El último trago

Si el genio de la lámpara me permitiese adueñarme de forma artera de algunos versos para que el mundo los reconociera como míos, la panoplia de tentaciones sería extensa. Sin embargo, lo tengo claro. No le pediría que me entregase hexámetros de la Odisea, ni la gracia de Lope, Shakespeare o Quevedo, ni siquiera la bonhomía de un octosílabo de Machado o el calor de la candela de un romance lorquiano. Lo que yo le solicitaría al genio es que me adjudicase El último trago, del mexicano José Alfredo Jiménez.

«Tómate esta botella conmigo, y en el último trago nos vamos». Me estremecería escuchando la entrada musical, esa inminencia en la que Chavela Vargas abre los brazos y despliega el poncho como un ave que se dispone a alzar el vuelo, se sumerge en el recuerdo del delirio alcohólico del pasado y entona con voz labrada en fiestas prolongadas durante varias jornadas: «Quiero ver a que sabe tu olvido sin poner en mis ojos tus manos». Cabe más en la hondura de ese verso que en muchas antologías.

«Esta noche no voy a rogarte. Esta noche te vas de a de veras. Qué difícil tener que dejarte sin que sienta que ya no me quieras». Porque la canción popular, para que duela y nos alcance el corazón, ha de incorporar errores gramaticales, ha de fallar en algunos tiempos verbales. La canción, a diferencia del poema, no aspira a lo perfecto, sino a la vida. Y esos temblores en la escritura denotan la emoción del letrista y poeta, sobrepasado por lo que cuenta.

«Tómate esta botella conmigo. Y en el último trago me besas. Esperamos que no haya testigos por si acaso te diera vergüenza». El mariachi arrastra la música como José Alfredo ha hecho con su biografía, extendiéndola sobre el papel. Y esa existencia suya pesa tanto que deja surco sobre las estrofas, con sus tres mujeres oficiales, amén de todas las simpapeles, y seis hijos. Cuentan que el médico le dio un ultimátum: si seguía bebiendo no duraba un asalto más, y su respuesta fue organizar una juerga que conoció varias amanecidas y tras la cual, en efecto, el tequila lo sacó prematuramente de este manicomio. No resulta ejemplar, ya lo sé, pero cuánta tristeza debe de albergar un tipo que reacciona así ante la amenaza del tiempo.

«Si algún día sin querer tropezamos, no te agaches ni me hables de frente. Simplemente la mano nos damos y después que murmure la gente». Qué elegancia. Qué mentira.

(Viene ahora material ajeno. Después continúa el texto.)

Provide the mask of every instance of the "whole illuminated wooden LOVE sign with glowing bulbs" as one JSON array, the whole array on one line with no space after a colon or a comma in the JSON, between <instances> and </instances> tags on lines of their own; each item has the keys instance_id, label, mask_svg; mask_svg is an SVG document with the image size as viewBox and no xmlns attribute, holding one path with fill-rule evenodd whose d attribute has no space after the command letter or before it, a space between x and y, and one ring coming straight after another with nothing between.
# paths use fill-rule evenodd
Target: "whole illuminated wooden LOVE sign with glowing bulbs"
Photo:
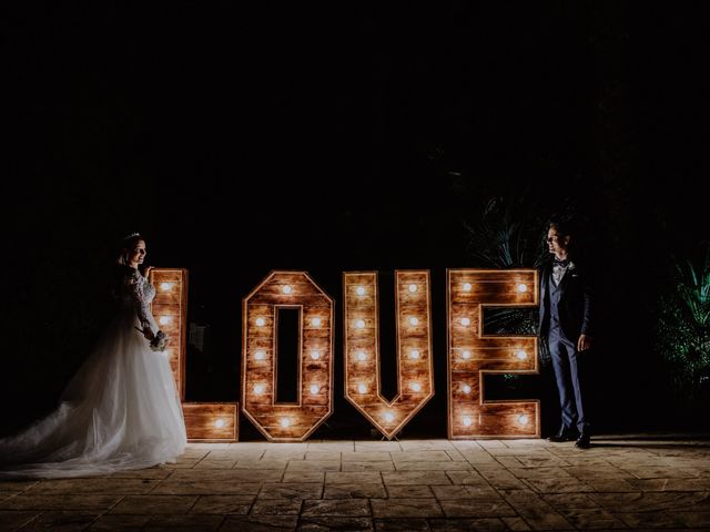
<instances>
[{"instance_id":1,"label":"whole illuminated wooden LOVE sign with glowing bulbs","mask_svg":"<svg viewBox=\"0 0 710 532\"><path fill-rule=\"evenodd\" d=\"M185 269L156 268L153 315L174 340L170 359L191 441L236 441L237 403L184 402ZM398 393L379 385L376 272L343 274L345 397L387 439L434 396L428 270L395 273ZM538 304L535 269L447 270L447 429L450 439L540 436L538 400L489 401L486 374L537 374L534 336L485 335L486 307ZM298 399L276 400L278 309L298 310ZM333 412L334 300L305 272L272 272L242 301L242 411L270 441L303 441Z\"/></svg>"}]
</instances>

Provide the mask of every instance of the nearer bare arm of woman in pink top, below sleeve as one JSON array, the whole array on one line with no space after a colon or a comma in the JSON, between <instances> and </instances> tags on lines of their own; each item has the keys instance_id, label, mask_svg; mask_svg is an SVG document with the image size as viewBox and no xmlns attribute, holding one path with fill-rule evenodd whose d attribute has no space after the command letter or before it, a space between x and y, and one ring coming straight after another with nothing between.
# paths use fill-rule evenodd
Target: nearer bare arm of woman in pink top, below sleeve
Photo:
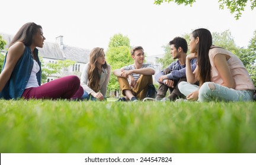
<instances>
[{"instance_id":1,"label":"nearer bare arm of woman in pink top, below sleeve","mask_svg":"<svg viewBox=\"0 0 256 165\"><path fill-rule=\"evenodd\" d=\"M235 88L235 81L233 80L231 70L228 67L227 57L225 54L216 54L214 57L216 69L219 71L220 77L223 80L223 86L228 88Z\"/></svg>"}]
</instances>

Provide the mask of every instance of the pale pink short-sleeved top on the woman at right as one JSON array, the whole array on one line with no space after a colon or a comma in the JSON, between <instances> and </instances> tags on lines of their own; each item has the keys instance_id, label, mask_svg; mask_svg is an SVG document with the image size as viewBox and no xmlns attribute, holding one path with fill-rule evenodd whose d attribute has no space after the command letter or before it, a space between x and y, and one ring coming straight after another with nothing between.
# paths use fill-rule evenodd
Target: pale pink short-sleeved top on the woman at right
<instances>
[{"instance_id":1,"label":"pale pink short-sleeved top on the woman at right","mask_svg":"<svg viewBox=\"0 0 256 165\"><path fill-rule=\"evenodd\" d=\"M249 77L248 71L245 69L242 61L232 52L227 51L223 48L211 48L209 50L210 64L212 65L212 82L216 84L222 84L223 80L220 77L219 71L216 69L213 62L213 58L216 54L226 54L229 55L228 66L231 70L233 80L235 81L235 90L254 90L254 84L252 83L251 78Z\"/></svg>"}]
</instances>

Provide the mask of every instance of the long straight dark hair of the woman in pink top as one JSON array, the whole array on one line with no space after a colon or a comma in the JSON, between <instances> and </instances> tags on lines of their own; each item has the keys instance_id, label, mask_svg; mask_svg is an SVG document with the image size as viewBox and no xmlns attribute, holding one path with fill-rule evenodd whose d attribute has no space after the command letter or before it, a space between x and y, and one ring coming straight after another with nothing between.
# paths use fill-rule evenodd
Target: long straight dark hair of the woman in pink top
<instances>
[{"instance_id":1,"label":"long straight dark hair of the woman in pink top","mask_svg":"<svg viewBox=\"0 0 256 165\"><path fill-rule=\"evenodd\" d=\"M212 34L207 29L196 29L192 32L194 38L199 37L197 49L197 64L199 67L199 84L211 81L212 67L209 59L209 49L212 46Z\"/></svg>"}]
</instances>

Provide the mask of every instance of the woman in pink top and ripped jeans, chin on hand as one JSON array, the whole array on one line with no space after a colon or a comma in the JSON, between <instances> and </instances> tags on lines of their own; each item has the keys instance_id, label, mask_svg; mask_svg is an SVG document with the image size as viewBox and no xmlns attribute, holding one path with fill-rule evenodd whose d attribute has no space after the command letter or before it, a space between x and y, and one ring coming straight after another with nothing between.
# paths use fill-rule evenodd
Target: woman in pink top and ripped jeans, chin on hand
<instances>
[{"instance_id":1,"label":"woman in pink top and ripped jeans, chin on hand","mask_svg":"<svg viewBox=\"0 0 256 165\"><path fill-rule=\"evenodd\" d=\"M178 85L191 101L252 101L255 90L242 61L224 48L212 45L209 30L196 29L190 35L190 55L186 58L187 82ZM197 58L191 71L190 60ZM199 81L200 85L192 85Z\"/></svg>"}]
</instances>

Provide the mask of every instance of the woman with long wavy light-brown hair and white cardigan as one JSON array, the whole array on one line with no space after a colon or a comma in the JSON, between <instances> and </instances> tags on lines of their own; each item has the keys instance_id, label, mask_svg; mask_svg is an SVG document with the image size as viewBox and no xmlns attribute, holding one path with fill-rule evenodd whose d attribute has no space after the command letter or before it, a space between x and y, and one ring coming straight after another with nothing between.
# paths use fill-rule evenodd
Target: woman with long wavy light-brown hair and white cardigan
<instances>
[{"instance_id":1,"label":"woman with long wavy light-brown hair and white cardigan","mask_svg":"<svg viewBox=\"0 0 256 165\"><path fill-rule=\"evenodd\" d=\"M89 56L89 62L85 64L81 75L81 86L84 88L82 99L104 101L106 100L111 67L105 61L103 48L92 49Z\"/></svg>"}]
</instances>

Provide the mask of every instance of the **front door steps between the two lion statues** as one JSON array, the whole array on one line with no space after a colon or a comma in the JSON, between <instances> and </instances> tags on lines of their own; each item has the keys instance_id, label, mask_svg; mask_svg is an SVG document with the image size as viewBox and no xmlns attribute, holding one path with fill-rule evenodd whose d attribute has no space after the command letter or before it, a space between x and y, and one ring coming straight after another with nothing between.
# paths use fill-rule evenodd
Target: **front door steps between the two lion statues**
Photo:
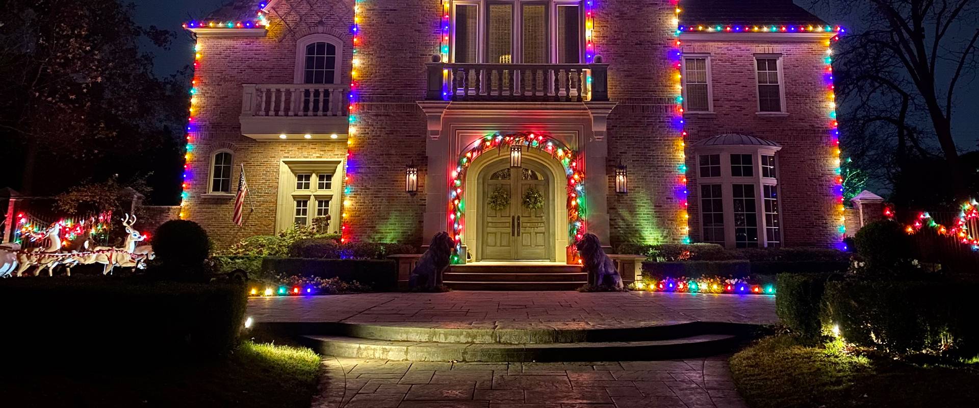
<instances>
[{"instance_id":1,"label":"front door steps between the two lion statues","mask_svg":"<svg viewBox=\"0 0 979 408\"><path fill-rule=\"evenodd\" d=\"M470 263L443 275L456 291L574 291L587 282L581 266L560 263Z\"/></svg>"}]
</instances>

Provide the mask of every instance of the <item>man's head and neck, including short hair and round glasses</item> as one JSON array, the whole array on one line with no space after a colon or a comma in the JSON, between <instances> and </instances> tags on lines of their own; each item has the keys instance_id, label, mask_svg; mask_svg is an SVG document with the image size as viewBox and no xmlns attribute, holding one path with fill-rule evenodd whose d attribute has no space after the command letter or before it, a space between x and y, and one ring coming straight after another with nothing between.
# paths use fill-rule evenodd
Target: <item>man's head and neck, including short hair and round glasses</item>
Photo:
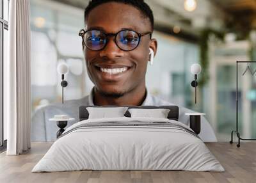
<instances>
[{"instance_id":1,"label":"man's head and neck, including short hair and round glasses","mask_svg":"<svg viewBox=\"0 0 256 183\"><path fill-rule=\"evenodd\" d=\"M152 11L143 1L91 1L84 18L81 36L95 104L140 106L149 48L157 49Z\"/></svg>"}]
</instances>

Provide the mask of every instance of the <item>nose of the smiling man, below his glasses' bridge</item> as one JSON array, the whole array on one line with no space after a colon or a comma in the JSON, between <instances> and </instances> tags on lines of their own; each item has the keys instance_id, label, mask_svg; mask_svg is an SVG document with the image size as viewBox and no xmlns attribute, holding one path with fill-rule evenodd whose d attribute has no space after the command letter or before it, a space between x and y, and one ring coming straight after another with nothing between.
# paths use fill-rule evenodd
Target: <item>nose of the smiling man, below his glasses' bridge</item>
<instances>
[{"instance_id":1,"label":"nose of the smiling man, below his glasses' bridge","mask_svg":"<svg viewBox=\"0 0 256 183\"><path fill-rule=\"evenodd\" d=\"M109 38L107 45L100 51L100 57L108 60L114 60L124 56L122 51L116 44L113 37Z\"/></svg>"}]
</instances>

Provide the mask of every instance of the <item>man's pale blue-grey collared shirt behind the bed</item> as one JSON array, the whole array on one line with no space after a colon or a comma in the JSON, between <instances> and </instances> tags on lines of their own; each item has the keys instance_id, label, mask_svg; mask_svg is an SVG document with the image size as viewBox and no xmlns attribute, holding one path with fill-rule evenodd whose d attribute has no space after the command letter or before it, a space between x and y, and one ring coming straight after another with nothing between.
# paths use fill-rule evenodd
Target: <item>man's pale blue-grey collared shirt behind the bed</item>
<instances>
[{"instance_id":1,"label":"man's pale blue-grey collared shirt behind the bed","mask_svg":"<svg viewBox=\"0 0 256 183\"><path fill-rule=\"evenodd\" d=\"M150 95L146 89L146 98L141 106L171 106L175 105L166 102L158 97ZM77 100L67 100L64 105L61 103L50 104L49 106L38 109L32 116L31 120L31 141L54 141L56 140L56 132L59 130L56 122L49 121L54 115L68 115L70 118L75 118L74 121L69 121L67 127L79 122L79 107L80 106L95 106L93 104L93 88L90 95ZM185 107L179 106L179 121L189 125L189 116L185 113L196 113ZM201 132L199 134L203 141L217 141L214 131L207 122L206 118L201 118Z\"/></svg>"}]
</instances>

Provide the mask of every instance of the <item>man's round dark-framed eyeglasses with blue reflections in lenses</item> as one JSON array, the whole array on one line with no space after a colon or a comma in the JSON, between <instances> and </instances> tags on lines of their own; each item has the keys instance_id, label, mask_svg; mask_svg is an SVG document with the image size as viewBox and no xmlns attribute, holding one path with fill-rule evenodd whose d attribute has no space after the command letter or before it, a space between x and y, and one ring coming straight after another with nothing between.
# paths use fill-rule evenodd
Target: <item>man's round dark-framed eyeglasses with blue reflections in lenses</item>
<instances>
[{"instance_id":1,"label":"man's round dark-framed eyeglasses with blue reflections in lenses","mask_svg":"<svg viewBox=\"0 0 256 183\"><path fill-rule=\"evenodd\" d=\"M114 36L115 44L122 51L132 51L140 44L141 36L150 35L152 32L137 33L131 29L123 29L117 33L105 33L97 29L87 30L81 29L79 36L83 38L83 43L92 51L100 51L108 44L108 36Z\"/></svg>"}]
</instances>

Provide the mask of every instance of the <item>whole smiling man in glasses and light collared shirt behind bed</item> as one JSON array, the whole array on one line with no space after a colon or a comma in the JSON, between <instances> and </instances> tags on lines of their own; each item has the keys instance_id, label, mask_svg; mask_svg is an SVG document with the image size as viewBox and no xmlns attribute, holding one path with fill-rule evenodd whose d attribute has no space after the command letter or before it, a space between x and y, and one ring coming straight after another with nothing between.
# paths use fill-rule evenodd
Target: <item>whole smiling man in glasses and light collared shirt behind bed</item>
<instances>
[{"instance_id":1,"label":"whole smiling man in glasses and light collared shirt behind bed","mask_svg":"<svg viewBox=\"0 0 256 183\"><path fill-rule=\"evenodd\" d=\"M32 141L56 139L56 123L49 118L67 114L78 120L79 106L161 106L173 105L148 93L145 74L150 56L156 55L157 40L152 38L154 17L150 7L139 0L92 0L84 11L81 29L88 76L95 84L89 96L68 100L65 105L51 104L36 111L31 123ZM150 55L150 49L154 55ZM175 67L175 66L173 66ZM189 123L180 107L180 122ZM68 125L72 125L69 122ZM202 118L199 136L216 141L211 125Z\"/></svg>"}]
</instances>

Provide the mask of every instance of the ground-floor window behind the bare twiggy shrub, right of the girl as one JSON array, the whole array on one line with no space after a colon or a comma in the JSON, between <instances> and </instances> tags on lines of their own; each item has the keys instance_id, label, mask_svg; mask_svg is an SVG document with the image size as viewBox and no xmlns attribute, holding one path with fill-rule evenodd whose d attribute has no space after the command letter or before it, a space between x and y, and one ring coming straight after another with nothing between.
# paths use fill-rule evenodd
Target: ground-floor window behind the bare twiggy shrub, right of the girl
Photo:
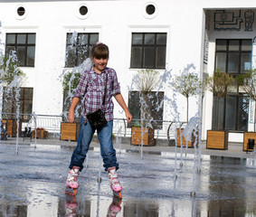
<instances>
[{"instance_id":1,"label":"ground-floor window behind the bare twiggy shrub, right of the girl","mask_svg":"<svg viewBox=\"0 0 256 217\"><path fill-rule=\"evenodd\" d=\"M132 127L140 124L141 114L141 95L139 91L129 91L128 109L132 114L133 120L128 123L128 127ZM150 91L147 93L147 110L150 114L147 114L148 119L152 119L151 125L154 128L161 128L163 121L164 110L164 92L163 91Z\"/></svg>"}]
</instances>

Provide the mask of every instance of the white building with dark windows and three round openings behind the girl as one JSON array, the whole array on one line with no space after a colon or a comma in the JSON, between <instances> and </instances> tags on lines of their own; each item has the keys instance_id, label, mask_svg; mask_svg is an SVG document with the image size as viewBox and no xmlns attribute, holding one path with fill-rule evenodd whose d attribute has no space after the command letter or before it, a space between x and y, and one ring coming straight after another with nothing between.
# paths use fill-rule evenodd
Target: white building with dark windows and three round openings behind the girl
<instances>
[{"instance_id":1,"label":"white building with dark windows and three round openings behind the girl","mask_svg":"<svg viewBox=\"0 0 256 217\"><path fill-rule=\"evenodd\" d=\"M79 63L75 58L66 59L68 33L78 33L90 45L96 41L109 45L109 67L117 71L128 102L129 91L136 90L134 76L141 69L175 76L193 65L191 70L201 80L217 68L233 75L250 69L255 8L254 0L0 1L1 40L3 52L16 49L26 73L22 87L27 88L24 96L31 96L24 99L32 105L29 109L36 114L60 115L62 72ZM31 90L33 95L26 94ZM166 82L160 91L165 95L160 118L173 121L172 87ZM189 118L198 112L199 99L190 99ZM175 102L178 120L185 121L185 97L177 95ZM216 127L213 105L213 93L205 92L201 112L204 140L207 129ZM222 128L232 130L230 140L242 141L238 132L251 129L254 105L235 90L222 106ZM124 118L118 105L115 118Z\"/></svg>"}]
</instances>

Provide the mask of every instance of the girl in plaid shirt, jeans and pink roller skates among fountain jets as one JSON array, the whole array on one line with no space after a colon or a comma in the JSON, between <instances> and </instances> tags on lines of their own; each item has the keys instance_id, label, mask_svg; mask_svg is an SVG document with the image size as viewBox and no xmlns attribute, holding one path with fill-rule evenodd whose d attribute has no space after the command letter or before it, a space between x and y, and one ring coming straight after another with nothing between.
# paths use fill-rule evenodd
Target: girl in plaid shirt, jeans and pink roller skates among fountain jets
<instances>
[{"instance_id":1,"label":"girl in plaid shirt, jeans and pink roller skates among fountain jets","mask_svg":"<svg viewBox=\"0 0 256 217\"><path fill-rule=\"evenodd\" d=\"M119 193L122 190L119 184L119 175L117 170L119 164L117 163L116 150L112 144L112 129L113 129L113 102L114 97L124 109L128 122L131 121L132 116L128 111L128 107L120 93L120 86L116 71L107 67L109 61L109 47L104 43L97 43L91 50L90 57L93 65L90 70L84 71L81 80L73 99L71 101L71 108L69 110L69 121L74 122L74 110L81 100L81 127L78 137L77 146L71 156L71 164L69 166L70 173L68 175L67 193L75 194L79 187L78 176L83 168L83 163L86 154L89 150L90 142L95 130L97 130L100 141L101 156L105 171L109 172L109 184L114 193ZM107 80L107 89L105 95L105 104L102 107L102 96L105 90L105 82ZM103 110L107 124L94 128L90 126L90 122L86 115L97 109ZM74 191L72 191L74 190Z\"/></svg>"}]
</instances>

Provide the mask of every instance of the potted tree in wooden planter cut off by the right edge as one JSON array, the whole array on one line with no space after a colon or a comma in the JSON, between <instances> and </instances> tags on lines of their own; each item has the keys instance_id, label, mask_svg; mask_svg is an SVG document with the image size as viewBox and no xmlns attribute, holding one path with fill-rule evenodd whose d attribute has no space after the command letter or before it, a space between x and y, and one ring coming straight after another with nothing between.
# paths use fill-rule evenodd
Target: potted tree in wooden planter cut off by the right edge
<instances>
[{"instance_id":1,"label":"potted tree in wooden planter cut off by the right edge","mask_svg":"<svg viewBox=\"0 0 256 217\"><path fill-rule=\"evenodd\" d=\"M256 132L256 70L248 71L241 76L236 78L239 82L239 88L242 90L250 99L254 102L254 118L253 118L253 131L248 131L243 133L243 151L253 151Z\"/></svg>"}]
</instances>

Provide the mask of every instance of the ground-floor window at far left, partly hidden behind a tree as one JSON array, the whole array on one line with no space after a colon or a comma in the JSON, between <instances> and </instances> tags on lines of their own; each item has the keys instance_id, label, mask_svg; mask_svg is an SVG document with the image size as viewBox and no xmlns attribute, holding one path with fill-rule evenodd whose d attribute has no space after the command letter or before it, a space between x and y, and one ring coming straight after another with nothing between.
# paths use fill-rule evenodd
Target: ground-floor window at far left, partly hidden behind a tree
<instances>
[{"instance_id":1,"label":"ground-floor window at far left, partly hidden behind a tree","mask_svg":"<svg viewBox=\"0 0 256 217\"><path fill-rule=\"evenodd\" d=\"M21 88L20 97L18 100L20 106L20 114L31 114L33 109L33 88ZM14 89L4 89L3 96L3 113L7 113L8 118L13 118L12 113L16 113L17 102L15 99ZM28 115L22 117L24 120L29 120Z\"/></svg>"}]
</instances>

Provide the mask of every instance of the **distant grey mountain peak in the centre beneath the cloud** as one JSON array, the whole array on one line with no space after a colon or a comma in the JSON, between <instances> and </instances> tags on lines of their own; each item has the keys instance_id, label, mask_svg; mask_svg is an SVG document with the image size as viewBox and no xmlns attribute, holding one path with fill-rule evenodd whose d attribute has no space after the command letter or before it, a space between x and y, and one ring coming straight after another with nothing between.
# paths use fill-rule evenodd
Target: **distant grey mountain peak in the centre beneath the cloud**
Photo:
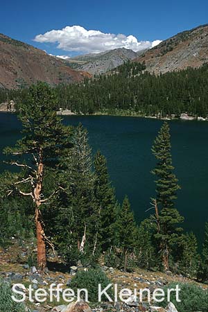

Qué elegante mentira.

Y el estribillo, que es una corona que el rey José Alfredo Jiménez se quita de la cabeza para posar sobre su obra. Para cantarlo en sueños y despertarse con él entre los labios, como me ha ocurrido a mí esta noche. «Nada me han enseñado los años. Siempre caigo en los mismos errores. Otra vez a brindar con extraños y a llorar por los mismos dolores». Contra toda enseñanza, lógica o pose. Como es la vida. Ni los años nos han enseñado nada, ni vamos a evitar las equivocaciones porque ellas son las que nos definen, ni mantenemos la compostura ni el pudor: brindaremos con extraños, qué soledad, lloraremos las mismas lágrimas de siempre. «Tómate esta botella conmigo. Y en el último trago nos vamos». Adónde, José Alfredo, a qué olvido, a qué pasado, a qué muerte nos vamos.